The number of buses =
The number of vans =
If there are x vans and y buses, then we want to
minimize c=305x+985y subject to
8x+40y >= 320
3x+y >= 36
use 10 vans, 6 buses
To minimize the cost, we need to find the number of buses and vans that meet the seating requirements at the lowest possible cost. Let's assume the number of buses as "x" and the number of vans as "y."
Given information:
- Each bus has 40 regular seats and 1 handicapped seat.
- Each van has 8 regular seats and 3 handicapped seats.
- The rental cost for each bus is $985.
- The rental cost for each van is $305.
- The total number of regular seats required is 320.
- The total number of handicapped seats required is 36.
Based on the seating requirements, we can write the following equations:
Equation 1: 40x + 8y = 320 (total regular seats required)
Equation 2: 1x + 3y = 36 (total handicapped seats required)
To find the number of buses (x) and vans (y) that minimize the cost, we can solve these equations.
Step 1: Rearrange Equation 1 by dividing both sides by 8 to eliminate y:
5x + y/4 = 40
Step 2: Multiply both sides of Equation 2 by 5 to eliminate x:
5x + 15y = 180
Step 3: Subtract Equation 1 from Equation 2 to isolate y:
(5x + 15y) - (5x + y/4) = 180 - 40
14y - y/4 = 140
(56y - y)/4 = 140
55y/4 = 140
Step 4: Multiply both sides by 4 and divide by 55 to solve for y:
55y/4 * 4 / 55 = 140 * 4 / 55
y = 140 * 4 / 55
y = 40/11
y ≈ 3.636 (approximate value)
Therefore, we should rent approximately 3 vans.

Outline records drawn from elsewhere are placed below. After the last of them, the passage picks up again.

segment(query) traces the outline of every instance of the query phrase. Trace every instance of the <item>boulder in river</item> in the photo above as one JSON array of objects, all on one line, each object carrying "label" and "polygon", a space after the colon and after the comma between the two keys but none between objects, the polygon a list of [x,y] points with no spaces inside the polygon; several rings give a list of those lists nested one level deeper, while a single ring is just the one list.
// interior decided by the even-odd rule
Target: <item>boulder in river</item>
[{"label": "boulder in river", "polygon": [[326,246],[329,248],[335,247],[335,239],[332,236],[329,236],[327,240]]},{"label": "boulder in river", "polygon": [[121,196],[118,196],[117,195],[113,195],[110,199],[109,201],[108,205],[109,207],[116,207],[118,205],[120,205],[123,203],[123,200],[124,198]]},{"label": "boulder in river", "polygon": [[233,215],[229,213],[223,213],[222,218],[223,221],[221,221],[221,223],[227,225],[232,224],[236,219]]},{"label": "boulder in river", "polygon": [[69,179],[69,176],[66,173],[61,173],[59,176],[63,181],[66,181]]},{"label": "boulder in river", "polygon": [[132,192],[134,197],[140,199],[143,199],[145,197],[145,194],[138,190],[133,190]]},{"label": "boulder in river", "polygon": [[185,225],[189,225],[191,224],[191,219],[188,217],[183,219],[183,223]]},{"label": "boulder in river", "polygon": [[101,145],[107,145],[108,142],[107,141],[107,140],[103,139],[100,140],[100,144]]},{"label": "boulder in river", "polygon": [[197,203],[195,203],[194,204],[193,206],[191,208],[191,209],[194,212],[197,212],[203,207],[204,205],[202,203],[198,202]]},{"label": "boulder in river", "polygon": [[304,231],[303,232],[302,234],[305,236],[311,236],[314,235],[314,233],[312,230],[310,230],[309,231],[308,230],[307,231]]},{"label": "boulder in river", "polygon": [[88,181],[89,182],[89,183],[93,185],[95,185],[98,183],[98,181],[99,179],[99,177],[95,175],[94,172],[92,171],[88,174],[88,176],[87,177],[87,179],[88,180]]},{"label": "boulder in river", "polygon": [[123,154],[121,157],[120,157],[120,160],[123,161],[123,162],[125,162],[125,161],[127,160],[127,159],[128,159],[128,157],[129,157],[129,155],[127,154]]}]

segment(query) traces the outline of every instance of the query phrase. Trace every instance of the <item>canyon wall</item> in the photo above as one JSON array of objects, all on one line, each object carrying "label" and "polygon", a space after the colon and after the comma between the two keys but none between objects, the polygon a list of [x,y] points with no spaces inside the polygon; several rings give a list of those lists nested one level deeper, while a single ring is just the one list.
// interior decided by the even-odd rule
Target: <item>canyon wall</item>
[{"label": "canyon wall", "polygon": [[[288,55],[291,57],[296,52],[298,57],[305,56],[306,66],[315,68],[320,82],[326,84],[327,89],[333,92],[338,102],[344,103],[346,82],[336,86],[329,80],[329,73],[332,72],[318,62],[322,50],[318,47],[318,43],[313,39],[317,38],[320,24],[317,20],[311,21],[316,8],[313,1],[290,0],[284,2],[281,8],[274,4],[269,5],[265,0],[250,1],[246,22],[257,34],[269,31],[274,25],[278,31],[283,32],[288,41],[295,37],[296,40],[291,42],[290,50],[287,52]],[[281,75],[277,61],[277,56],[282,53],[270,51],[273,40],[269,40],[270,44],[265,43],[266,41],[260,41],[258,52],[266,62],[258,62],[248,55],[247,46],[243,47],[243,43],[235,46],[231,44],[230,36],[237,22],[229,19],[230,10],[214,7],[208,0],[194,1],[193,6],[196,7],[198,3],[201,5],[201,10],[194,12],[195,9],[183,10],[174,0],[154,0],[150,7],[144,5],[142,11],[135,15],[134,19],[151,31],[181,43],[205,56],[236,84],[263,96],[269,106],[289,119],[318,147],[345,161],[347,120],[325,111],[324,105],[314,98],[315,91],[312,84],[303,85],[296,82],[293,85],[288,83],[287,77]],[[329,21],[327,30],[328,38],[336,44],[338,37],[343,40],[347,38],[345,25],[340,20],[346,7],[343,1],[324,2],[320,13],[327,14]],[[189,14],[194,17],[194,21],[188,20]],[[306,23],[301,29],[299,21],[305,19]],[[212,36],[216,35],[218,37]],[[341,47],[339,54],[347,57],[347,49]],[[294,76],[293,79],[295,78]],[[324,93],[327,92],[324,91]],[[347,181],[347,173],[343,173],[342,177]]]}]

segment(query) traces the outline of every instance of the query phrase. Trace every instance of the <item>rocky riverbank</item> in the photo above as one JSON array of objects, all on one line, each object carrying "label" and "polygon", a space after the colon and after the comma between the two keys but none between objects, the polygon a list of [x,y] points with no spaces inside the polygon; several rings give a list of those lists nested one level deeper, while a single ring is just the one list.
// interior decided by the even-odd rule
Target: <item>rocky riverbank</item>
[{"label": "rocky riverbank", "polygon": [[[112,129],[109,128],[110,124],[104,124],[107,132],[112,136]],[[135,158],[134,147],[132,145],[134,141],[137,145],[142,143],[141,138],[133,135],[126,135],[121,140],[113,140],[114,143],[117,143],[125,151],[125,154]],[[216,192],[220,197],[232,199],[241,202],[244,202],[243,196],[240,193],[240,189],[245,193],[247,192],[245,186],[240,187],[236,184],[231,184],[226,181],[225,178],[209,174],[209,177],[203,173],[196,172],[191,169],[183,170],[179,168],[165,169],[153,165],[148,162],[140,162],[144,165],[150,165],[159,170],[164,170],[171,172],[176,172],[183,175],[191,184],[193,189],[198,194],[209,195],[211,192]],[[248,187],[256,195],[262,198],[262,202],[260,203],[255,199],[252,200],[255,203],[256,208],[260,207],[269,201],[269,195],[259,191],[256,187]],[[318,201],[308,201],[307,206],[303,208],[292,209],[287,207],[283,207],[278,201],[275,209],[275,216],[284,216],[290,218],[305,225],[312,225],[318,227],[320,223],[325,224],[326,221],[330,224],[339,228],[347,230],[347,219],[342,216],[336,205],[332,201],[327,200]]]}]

Step 5: Substitute the value of y into Equation 2 to find the value of x:
1x + 3(3.636) = 36
x + 10.909 = 36
x = 36 - 10.909
x = 25.091 (approximate value)
Therefore, we should rent approximately 25 buses.
So, the number of buses to be rented is approximately 25, and the number of vans to be rented is approximately 3.

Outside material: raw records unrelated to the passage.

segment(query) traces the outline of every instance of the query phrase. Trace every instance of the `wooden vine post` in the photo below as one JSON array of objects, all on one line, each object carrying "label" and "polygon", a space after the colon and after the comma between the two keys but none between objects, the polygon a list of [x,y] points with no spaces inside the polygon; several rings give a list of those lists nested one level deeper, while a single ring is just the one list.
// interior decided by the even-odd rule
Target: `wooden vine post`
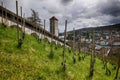
[{"label": "wooden vine post", "polygon": [[67,20],[65,20],[65,31],[64,31],[64,49],[63,49],[63,70],[66,70],[66,59],[65,59],[65,54],[66,54],[66,32],[67,32]]},{"label": "wooden vine post", "polygon": [[73,28],[73,63],[76,63],[76,58],[75,58],[75,28]]},{"label": "wooden vine post", "polygon": [[[3,7],[3,1],[1,2],[1,5]],[[3,24],[3,9],[2,9],[2,24]]]},{"label": "wooden vine post", "polygon": [[89,77],[93,76],[94,63],[95,63],[95,39],[94,39],[94,32],[92,32],[92,53],[91,53],[91,60],[90,60],[90,74],[89,74]]},{"label": "wooden vine post", "polygon": [[45,49],[45,47],[46,47],[46,45],[45,45],[45,23],[46,23],[46,20],[44,20],[44,49]]},{"label": "wooden vine post", "polygon": [[19,28],[18,28],[18,1],[16,0],[16,15],[17,15],[17,39],[18,39],[18,45],[19,45]]}]

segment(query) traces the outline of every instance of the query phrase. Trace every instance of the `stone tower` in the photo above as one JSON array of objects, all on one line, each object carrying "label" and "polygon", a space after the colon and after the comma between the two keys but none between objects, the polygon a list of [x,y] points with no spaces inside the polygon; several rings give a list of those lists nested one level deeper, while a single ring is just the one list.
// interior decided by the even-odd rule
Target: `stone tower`
[{"label": "stone tower", "polygon": [[58,36],[58,19],[55,16],[50,18],[50,32]]}]

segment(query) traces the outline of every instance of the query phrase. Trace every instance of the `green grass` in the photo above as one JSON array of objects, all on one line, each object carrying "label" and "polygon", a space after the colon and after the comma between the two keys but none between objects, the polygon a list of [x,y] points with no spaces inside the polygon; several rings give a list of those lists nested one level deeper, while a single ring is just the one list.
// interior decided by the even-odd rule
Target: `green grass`
[{"label": "green grass", "polygon": [[[16,29],[4,28],[0,24],[0,80],[91,80],[89,74],[90,56],[73,64],[72,53],[66,52],[67,70],[62,71],[62,47],[54,49],[53,59],[49,58],[50,44],[37,41],[25,35],[22,48],[17,48]],[[55,46],[55,45],[54,45]],[[76,56],[77,56],[76,52]],[[113,80],[115,70],[108,65],[111,76],[105,75],[102,61],[96,59],[92,80]],[[120,74],[119,74],[120,77]]]}]

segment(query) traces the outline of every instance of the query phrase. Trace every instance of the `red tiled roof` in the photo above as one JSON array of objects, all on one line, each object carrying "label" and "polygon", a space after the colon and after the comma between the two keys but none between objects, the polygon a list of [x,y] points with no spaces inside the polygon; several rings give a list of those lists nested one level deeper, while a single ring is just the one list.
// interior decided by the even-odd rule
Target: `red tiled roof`
[{"label": "red tiled roof", "polygon": [[55,16],[51,17],[50,20],[57,20],[58,21],[58,19]]}]

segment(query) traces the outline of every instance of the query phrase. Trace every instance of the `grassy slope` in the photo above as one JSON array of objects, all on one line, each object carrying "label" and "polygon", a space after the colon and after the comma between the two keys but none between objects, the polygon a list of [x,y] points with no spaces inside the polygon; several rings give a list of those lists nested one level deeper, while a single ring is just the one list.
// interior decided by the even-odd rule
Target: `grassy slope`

To solve this problem, we need to find the number of buses and vans that should be rented to minimize the cost. We can set up a system of equations based on the given information.
Let's assume the number of buses as 'b' and the number of vans as 'v'.
Each bus has 40 regular seats, so the total number of regular seats from buses is 40b.
Each bus has 1 handicapped seat, so the total number of handicapped seats from buses is 1b.
Each van has 8 regular seats, so the total number of regular seats from vans is 8v.
Each van has 3 handicapped seats, so the total number of handicapped seats from vans is 3v.
According to the problem, the total number of regular seats required for the trip is 320, and the total number of handicapped seats required is 36.
So we can set up the following equations:
40b + 8v = 320 (equation 1)
1b + 3v = 36 (equation 2)
Now we can solve this system of equations to find the values of 'b' and 'v'.
To solve equation 1:
40b + 8v = 320
Divide by 8:
5b + v = 40 (equation 3)
To solve equation 2:
1b + 3v = 36
Multiply by 5:
5b + 15v = 180 (equation 4)
Now we have the following equations:
5b + v = 40 (equation 3)
5b + 15v = 180 (equation 4)
We can subtract equation 3 from equation 4 to eliminate 'b':
5b + 15v - (5b + v) = 180 - 40
14v = 140
Divide by 14:
v = 10
Now we can substitute the value of 'v' into equation 3 to find the value of 'b':
5b + v = 40
5b + 10 = 40
5b = 30
Divide by 5:
b = 6
Therefore, the optimal number of buses to rent is 6, and the optimal number of vans to rent is 10.